Joaquín Fermandois Huerta es Historiador, experto en relaciones internacionales de Chile
Reconstruir y renovar,
por Joaquín Fermandois Huerta.
El debate crucial de las semanas que han seguido al terremoto, y sobre todo desde la transmisión del mando, tiene un profundo sentido político, aunque lo que se discute es escoger entre alzar impuestos o endeudarse. Algo en sordina, se debate también si se debería desplegar una especie de plan, en el sentido de “planificación”, con un peso creciente del Estado, en las huellas de la Corfo de mediados del siglo pasado. Si el alza de impuestos fuera la meca del progreso social, la respuesta universal sería elevarlos indefinidamente, “hasta que no quede ningún pobre”. ¿Dónde ha dado resultado semejante receta? Parto de la base de que en el plano público nadie sostiene que no debería haber impuestos.
Asimismo, suscitar una deuda que después no pueda ser solventada por el mecanismo económico que sepamos desarrollar nos llevará a un estancamiento inevitable. Tampoco existe tal cosa como “impuestos (exclusivamente) para los ricos”. Sólo dos tipos de tributos pueden caer en esta categoría: los que esconden una intención expropiatoria y los que afectan más que nada a la inversión, o sea, a la economía misma. Obvio, no se trata ahora del primer caso, aunque hace 45 años se discutía si lo era el global complementario. En las circunstancias actuales se trata del segundo caso, de castigo al proceso económico. En efecto, por vejatoria que sea la ostentación de riquezas, afrenta que provoca la exigencia de mayores impuestos, sólo es una punta del iceberg. Tras el gasto suntuario, la parte sustancial de las ganancias están invertidas, si es que se han tomado las buenas decisiones públicas. Si no se quiere afectar el funcionamiento mismo de la inversión y el desarrollo, el aumento de la tributación va a incluir a una ancha lonja de la clase media, no sólo a los ricos. No existe una fórmula matemática para fijar el nivel de impuestos necesario. Es parte del arte de la política (y de la economía política). Se esgrimen ejemplos de países con un grado más alto de tributación que el nuestro que —no se olvide— son todos desarrollados, que construyeron su sistema después de haber arribado a ese estatus. Y en ellos la carga tributaria, muchas veces considerada demasiado exorbitante por casi todos, es sujeto de debate permanente.
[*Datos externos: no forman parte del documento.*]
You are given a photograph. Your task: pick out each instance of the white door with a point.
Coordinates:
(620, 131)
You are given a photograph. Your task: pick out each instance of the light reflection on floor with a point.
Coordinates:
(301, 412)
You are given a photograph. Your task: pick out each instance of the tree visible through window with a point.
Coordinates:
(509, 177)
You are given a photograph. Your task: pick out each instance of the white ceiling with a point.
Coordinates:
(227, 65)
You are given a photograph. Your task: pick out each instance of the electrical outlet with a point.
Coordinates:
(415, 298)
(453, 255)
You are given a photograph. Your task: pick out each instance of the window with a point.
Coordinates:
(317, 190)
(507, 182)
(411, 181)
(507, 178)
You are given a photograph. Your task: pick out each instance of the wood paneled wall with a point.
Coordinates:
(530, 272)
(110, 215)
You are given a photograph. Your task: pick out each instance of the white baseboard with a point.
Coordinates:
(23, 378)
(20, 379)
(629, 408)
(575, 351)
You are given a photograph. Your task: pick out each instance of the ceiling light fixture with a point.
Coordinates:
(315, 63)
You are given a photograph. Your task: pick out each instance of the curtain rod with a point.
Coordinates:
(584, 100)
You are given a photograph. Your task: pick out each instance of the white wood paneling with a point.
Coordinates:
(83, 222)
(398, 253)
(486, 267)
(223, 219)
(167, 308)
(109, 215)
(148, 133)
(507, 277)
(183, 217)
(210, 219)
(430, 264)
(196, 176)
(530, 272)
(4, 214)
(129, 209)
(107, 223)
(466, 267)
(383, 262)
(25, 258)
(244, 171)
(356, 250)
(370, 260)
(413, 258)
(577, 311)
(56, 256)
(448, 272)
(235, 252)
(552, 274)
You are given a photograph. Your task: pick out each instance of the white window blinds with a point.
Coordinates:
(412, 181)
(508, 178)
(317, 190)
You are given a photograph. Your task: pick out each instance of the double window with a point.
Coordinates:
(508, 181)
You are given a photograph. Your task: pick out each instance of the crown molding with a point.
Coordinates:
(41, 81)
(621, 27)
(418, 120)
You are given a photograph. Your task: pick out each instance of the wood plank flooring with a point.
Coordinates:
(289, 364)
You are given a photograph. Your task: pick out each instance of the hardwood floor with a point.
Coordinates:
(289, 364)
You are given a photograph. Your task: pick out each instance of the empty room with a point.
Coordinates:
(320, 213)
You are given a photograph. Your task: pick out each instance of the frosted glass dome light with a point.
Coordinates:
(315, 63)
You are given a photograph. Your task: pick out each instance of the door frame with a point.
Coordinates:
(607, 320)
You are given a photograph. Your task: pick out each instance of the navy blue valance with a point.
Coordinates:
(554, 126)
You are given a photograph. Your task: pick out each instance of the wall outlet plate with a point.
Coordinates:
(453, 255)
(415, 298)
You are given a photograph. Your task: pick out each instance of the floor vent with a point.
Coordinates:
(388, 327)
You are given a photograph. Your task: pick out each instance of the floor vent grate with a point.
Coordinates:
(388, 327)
A veces existen circunstancias extraordinarias como las de esta hora, en las que son inevitables mayores impuestos o se deben contraer niveles inusitados de deuda. Para ello también hay que tener la disciplina necesaria para que, una vez transcurrida la urgencia, exista la capacidad de pagar la deuda sin castigar la inversión y las reservas, o de derogar los impuestos en cuestión. Los antecedentes no son promisorios, aunque hay que aprovechar que ha mejorado la cultura económica desde los terremotos de 1939 y 1960.
Que no se desvanezca la meta estratégica de imprimir un brinco de desarrollo a Chile. Un país no puede sin más detener su vida para reconstruirse. En un momento dado se terminarán los recursos, que al final de los finales sólo pueden provenir de su crecimiento. Si Alemania y Japón, en las ruinas en 1945, hubieran planificado para reconstruir todo antes de pensar en el crecimiento económico, estarían todavía en las mismas. En cambio, combinaron la reconstrucción con una renovación política y económica, con lo que dejaron atrás de manera espectacular la depresión de la década de 1930. Requerimos una transformación cualitativa que es mucho más que económica, pero a la que le es imprescindible un crecimiento, de manera de que los ingresos fiscales aumenten de verdad, y no mediante tributos que engañosamente afectarían sólo a las grandes empresas o fortunas.